THE ACTIVE SITE OF [FE]- AND [NIFE]-HYDROGENASE

[FE]-和[NIFE]-氢化酶的活性位点

• 批准号: 8362261
• 负责人: WOLFRAM MEYER-KLAUCKE
• 金额: $ 0.08万
• 依托单位: STANFORD UNIVERSITY
• 依托单位国家: 美国
• 财政年份: 2011
• 资助国家: 美国
• 起止时间: 2011-03-01 至 2012-02-29
• 项目状态: 已结题
• 来源: https://reporter.nih.gov/project-details/8362261
• 关键词: Active Sites; Affinity; Binding; Chemical Structure; Chemicals; Complex; Copper; Enzymes; Funding; Grant; Hydrogen; Hydrogenase; Ions; Iron; Lead; Molecular; National Center for Research Resources; Pathway interactions; Principal Investigator; Radiation; Reaction; Research; Research Infrastructure; Resources; Roentgen Rays; Site; Source; United States National Institutes of Health; absorption; cofactor; cost; electronic structure; hydroxypyridine; inhibitor/antagonist; iron hydrogenase; isocyanide; nickel-iron hydrogenase; structural biology

This subproject is one of many research subprojects utilizing the resources provided by a Center grant funded by NIH/NCRR. Primary support for the subproject and the subproject's principal investigator may have been provided by other sources, including other NIH sources.
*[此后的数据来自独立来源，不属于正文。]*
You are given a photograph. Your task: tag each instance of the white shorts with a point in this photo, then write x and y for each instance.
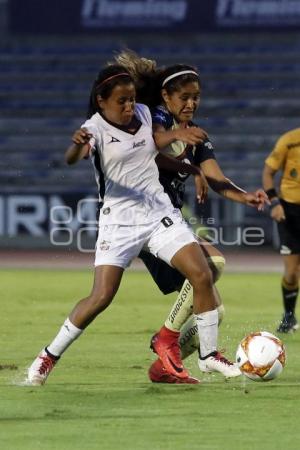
(118, 245)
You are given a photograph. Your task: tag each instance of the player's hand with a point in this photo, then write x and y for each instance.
(257, 199)
(201, 186)
(191, 136)
(277, 213)
(81, 136)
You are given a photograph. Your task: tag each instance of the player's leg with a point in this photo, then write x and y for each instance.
(189, 338)
(190, 261)
(183, 306)
(290, 290)
(106, 283)
(182, 309)
(289, 232)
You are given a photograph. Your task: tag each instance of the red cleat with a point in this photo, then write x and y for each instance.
(158, 374)
(165, 345)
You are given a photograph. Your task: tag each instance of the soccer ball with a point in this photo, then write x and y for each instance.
(261, 356)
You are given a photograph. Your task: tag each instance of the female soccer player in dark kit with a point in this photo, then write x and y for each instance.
(173, 95)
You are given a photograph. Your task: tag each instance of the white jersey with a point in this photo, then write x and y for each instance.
(126, 171)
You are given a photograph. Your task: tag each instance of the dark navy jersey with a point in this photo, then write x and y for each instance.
(174, 183)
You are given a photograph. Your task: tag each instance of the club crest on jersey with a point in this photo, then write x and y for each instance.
(167, 222)
(113, 139)
(139, 144)
(104, 245)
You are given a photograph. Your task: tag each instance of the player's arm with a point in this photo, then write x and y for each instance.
(171, 164)
(163, 137)
(225, 187)
(268, 179)
(80, 147)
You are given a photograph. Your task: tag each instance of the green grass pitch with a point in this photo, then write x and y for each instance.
(99, 396)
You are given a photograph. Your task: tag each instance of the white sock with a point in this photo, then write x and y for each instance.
(66, 335)
(207, 323)
(182, 308)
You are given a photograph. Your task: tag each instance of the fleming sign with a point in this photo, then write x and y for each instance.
(79, 16)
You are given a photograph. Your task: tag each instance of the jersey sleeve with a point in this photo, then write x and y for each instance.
(203, 152)
(277, 157)
(142, 112)
(161, 117)
(92, 128)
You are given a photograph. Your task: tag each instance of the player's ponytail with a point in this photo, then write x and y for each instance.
(145, 74)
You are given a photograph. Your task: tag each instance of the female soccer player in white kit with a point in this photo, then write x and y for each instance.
(136, 214)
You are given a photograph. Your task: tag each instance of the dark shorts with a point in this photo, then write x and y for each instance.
(166, 277)
(289, 229)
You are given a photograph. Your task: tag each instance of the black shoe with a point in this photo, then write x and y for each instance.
(288, 324)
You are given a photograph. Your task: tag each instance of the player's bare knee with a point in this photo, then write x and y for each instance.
(217, 265)
(101, 300)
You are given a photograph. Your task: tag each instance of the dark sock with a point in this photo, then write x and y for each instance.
(289, 296)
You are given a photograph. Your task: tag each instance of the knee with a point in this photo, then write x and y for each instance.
(216, 264)
(100, 300)
(201, 279)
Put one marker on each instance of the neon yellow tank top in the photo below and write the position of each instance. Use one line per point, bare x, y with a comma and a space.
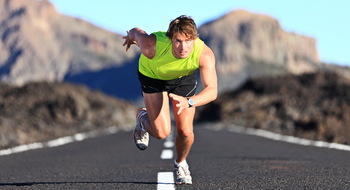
164, 65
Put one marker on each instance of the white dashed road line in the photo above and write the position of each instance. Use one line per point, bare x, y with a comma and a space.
166, 179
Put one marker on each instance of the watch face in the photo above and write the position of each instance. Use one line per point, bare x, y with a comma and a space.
190, 101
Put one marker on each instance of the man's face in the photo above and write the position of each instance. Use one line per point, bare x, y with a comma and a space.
182, 46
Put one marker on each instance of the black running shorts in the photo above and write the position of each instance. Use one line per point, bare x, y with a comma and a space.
185, 86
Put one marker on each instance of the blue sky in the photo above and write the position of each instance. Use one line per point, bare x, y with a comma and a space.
326, 20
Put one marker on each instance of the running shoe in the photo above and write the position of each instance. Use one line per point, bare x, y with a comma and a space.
183, 175
140, 136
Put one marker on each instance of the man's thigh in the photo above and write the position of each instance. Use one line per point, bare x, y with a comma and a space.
157, 105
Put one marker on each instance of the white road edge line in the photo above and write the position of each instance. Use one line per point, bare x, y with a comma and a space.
165, 181
61, 141
279, 137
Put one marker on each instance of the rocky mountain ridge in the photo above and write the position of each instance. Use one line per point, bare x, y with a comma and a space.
39, 44
39, 112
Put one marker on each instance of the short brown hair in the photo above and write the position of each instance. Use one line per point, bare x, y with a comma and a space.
184, 25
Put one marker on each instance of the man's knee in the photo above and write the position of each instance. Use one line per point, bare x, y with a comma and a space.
185, 132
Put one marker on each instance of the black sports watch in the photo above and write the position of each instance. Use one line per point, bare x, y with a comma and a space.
190, 102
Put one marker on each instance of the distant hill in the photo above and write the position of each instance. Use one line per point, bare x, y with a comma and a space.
39, 44
314, 106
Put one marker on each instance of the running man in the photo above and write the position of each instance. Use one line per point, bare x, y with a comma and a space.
167, 69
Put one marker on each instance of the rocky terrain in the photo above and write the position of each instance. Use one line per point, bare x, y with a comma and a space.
315, 106
268, 78
44, 111
39, 44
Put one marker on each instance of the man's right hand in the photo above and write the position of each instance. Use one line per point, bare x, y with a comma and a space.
128, 42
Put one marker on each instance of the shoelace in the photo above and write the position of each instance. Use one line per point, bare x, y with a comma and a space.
184, 170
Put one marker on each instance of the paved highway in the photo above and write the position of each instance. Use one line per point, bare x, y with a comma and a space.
218, 160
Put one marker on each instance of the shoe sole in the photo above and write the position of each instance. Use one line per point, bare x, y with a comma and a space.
133, 133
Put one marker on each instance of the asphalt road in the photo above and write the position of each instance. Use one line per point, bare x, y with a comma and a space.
218, 160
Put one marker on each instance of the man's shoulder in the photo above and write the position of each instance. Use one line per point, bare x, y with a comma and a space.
161, 36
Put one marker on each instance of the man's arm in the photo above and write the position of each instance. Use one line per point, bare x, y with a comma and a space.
209, 82
146, 43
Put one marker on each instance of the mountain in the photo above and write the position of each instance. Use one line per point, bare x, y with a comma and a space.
39, 44
251, 45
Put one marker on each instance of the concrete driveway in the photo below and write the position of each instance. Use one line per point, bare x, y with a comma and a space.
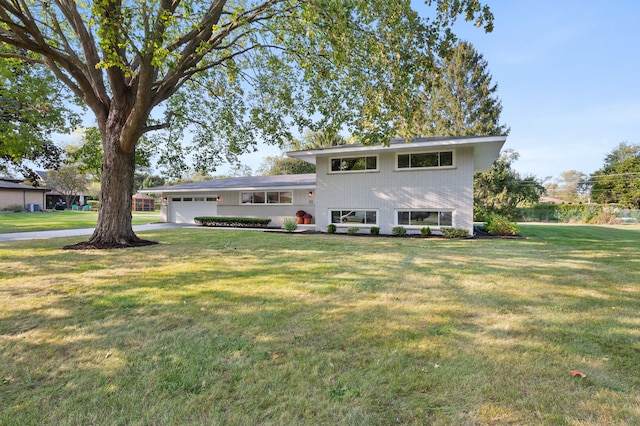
18, 236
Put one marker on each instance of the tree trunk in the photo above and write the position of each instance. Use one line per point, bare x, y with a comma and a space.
114, 229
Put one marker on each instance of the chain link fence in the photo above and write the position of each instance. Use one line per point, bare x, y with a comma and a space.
579, 213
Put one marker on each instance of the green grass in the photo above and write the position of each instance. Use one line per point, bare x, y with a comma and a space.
67, 219
243, 327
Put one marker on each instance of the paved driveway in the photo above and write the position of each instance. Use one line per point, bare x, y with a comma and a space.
18, 236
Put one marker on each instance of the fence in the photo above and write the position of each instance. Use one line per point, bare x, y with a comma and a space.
578, 213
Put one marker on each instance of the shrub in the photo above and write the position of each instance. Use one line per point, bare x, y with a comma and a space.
399, 231
290, 224
16, 208
237, 222
500, 225
455, 232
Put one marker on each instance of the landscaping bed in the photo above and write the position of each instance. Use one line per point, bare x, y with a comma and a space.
233, 222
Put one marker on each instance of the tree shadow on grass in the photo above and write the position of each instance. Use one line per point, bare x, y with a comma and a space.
316, 331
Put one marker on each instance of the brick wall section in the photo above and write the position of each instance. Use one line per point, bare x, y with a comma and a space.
389, 189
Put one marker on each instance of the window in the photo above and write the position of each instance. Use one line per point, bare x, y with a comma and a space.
354, 164
354, 217
424, 218
266, 197
424, 160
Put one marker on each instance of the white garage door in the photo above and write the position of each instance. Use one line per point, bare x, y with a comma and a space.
182, 209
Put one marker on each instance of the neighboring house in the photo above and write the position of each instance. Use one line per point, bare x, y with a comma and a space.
417, 183
14, 193
143, 203
53, 196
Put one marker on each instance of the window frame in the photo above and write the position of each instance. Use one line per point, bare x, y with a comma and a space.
349, 224
365, 170
439, 212
265, 195
438, 167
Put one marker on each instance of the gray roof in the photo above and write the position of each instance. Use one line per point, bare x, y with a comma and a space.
239, 183
486, 148
10, 184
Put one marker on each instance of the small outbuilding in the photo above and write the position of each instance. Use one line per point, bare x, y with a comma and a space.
143, 203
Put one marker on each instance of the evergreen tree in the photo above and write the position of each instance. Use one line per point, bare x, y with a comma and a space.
619, 180
462, 100
501, 189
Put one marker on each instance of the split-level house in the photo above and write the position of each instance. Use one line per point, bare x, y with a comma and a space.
424, 182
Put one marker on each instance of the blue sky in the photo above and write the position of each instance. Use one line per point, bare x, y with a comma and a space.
568, 75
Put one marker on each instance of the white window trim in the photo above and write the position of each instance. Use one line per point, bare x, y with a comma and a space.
359, 225
332, 172
265, 197
406, 169
452, 211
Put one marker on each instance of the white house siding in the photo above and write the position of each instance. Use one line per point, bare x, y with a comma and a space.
185, 211
229, 205
388, 190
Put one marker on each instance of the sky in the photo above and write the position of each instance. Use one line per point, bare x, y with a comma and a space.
568, 75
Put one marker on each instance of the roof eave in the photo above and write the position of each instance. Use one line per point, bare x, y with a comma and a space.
310, 155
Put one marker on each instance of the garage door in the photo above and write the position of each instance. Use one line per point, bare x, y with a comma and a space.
184, 209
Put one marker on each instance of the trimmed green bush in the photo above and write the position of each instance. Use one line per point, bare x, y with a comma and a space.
290, 224
455, 232
16, 208
236, 222
399, 231
500, 225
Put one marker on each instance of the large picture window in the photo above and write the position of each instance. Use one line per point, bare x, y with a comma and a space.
266, 197
354, 164
425, 218
424, 160
354, 217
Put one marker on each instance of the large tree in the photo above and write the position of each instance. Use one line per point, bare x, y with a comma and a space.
241, 70
32, 107
460, 99
619, 180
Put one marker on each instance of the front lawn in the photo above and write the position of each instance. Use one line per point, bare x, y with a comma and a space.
67, 219
243, 327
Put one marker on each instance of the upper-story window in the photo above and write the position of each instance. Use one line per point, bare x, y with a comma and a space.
354, 164
423, 160
266, 197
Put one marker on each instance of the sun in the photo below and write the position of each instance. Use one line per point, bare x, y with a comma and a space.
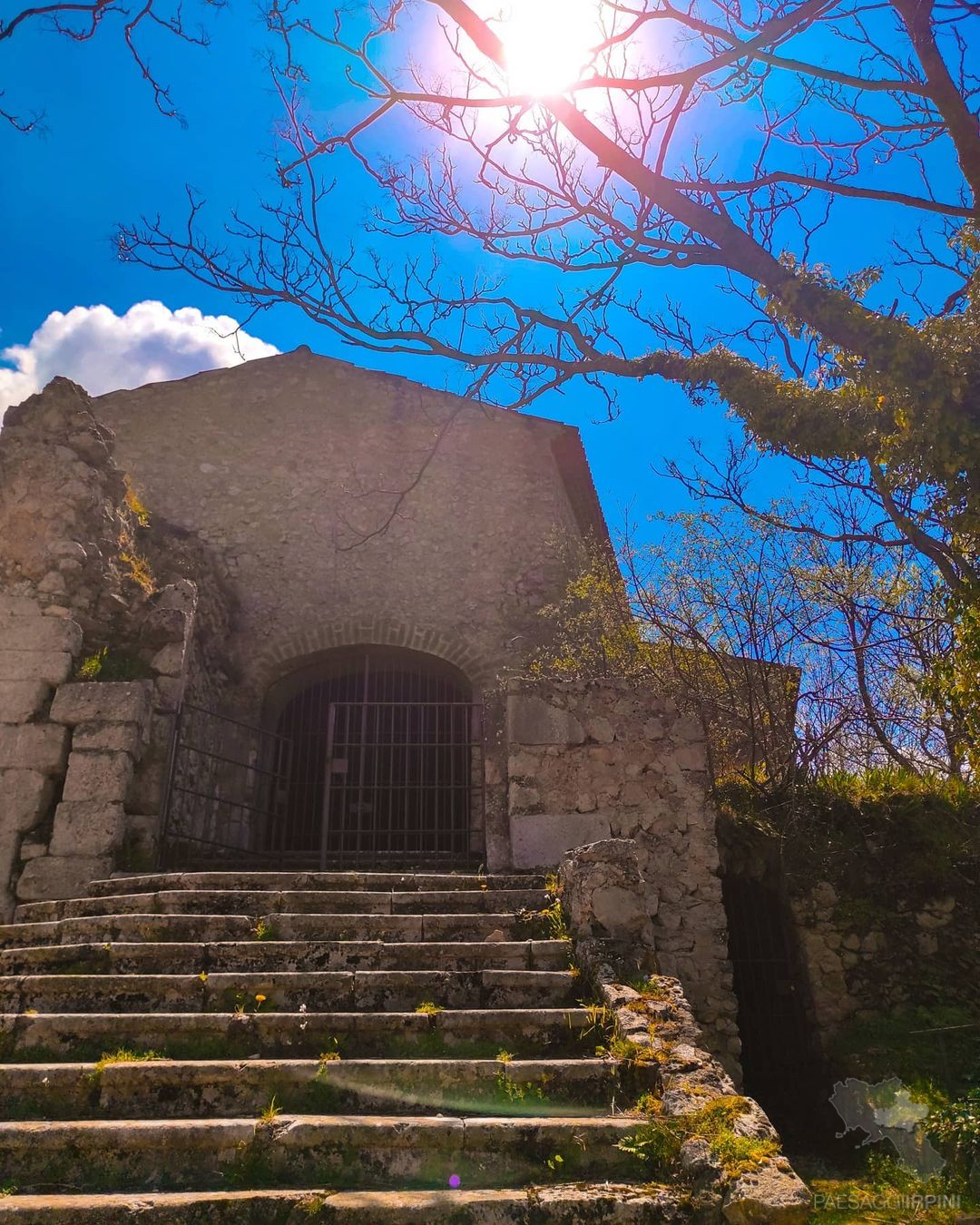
548, 43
The Total Cost listed for the subproject likely represents the estimated amount of Center infrastructure utilized by the subproject, not direct funding provided by the NCRR grant to the subproject or subproject staff. There are three phylogenetically different hydrogenases, [Fe]-, [NiFe]- and [FeFe]-hydrogenases, which catalyze activation of molecular hydrogen. [Fe]-hydrogenase is involved in hydrogenotrophic methanogenic pathway and harbors a unique iron-guanylyl pyridinol-cofactor. Its iron ion is complexed with two CO, one Cys-176-S, one N of the pyridinol ring and one acyl-C of the formyl-methyl substituent from the pyridinol ring. Crystal structure, chemical analysis, and infrared (IR)- and X-ray-absorption spectroscopic (XAS) analyses of this enzyme revealed the composition and geometry of the iron complex. However, to understand the detailed chemical- and electronic structures of the iron site in the catalytic reactions of [Fe]-hydrogenase, further analyses are required. One approach to this end is to analyze [Fe]-hydrogenase inhibited by its unique specific inhibitors. We have recently found that [Fe]-hydrogenase is inhibited by isocyanides, which are not known as the inhibitor of [NiFe]- and [FeFe]-hydrogenases. The affinity of these inhibitors is very high (Ki < 100 nM) (Shima et al. unpublished results). UV-Vis spectroscopic analysis indicated that isocyanides bind to the iron site. Fe K-edge XAS will characterize the coordination and electronic structure of the complex. Copper ions can also bind strongly to [Fe]-hydrogenase and inhibits this enzyme (Ki < 100 nM). These XAS analyses of [Fe]-hydrogenase-inhibitor complexes will lead to understanding of the mode of inhibition by these unique inhibitors.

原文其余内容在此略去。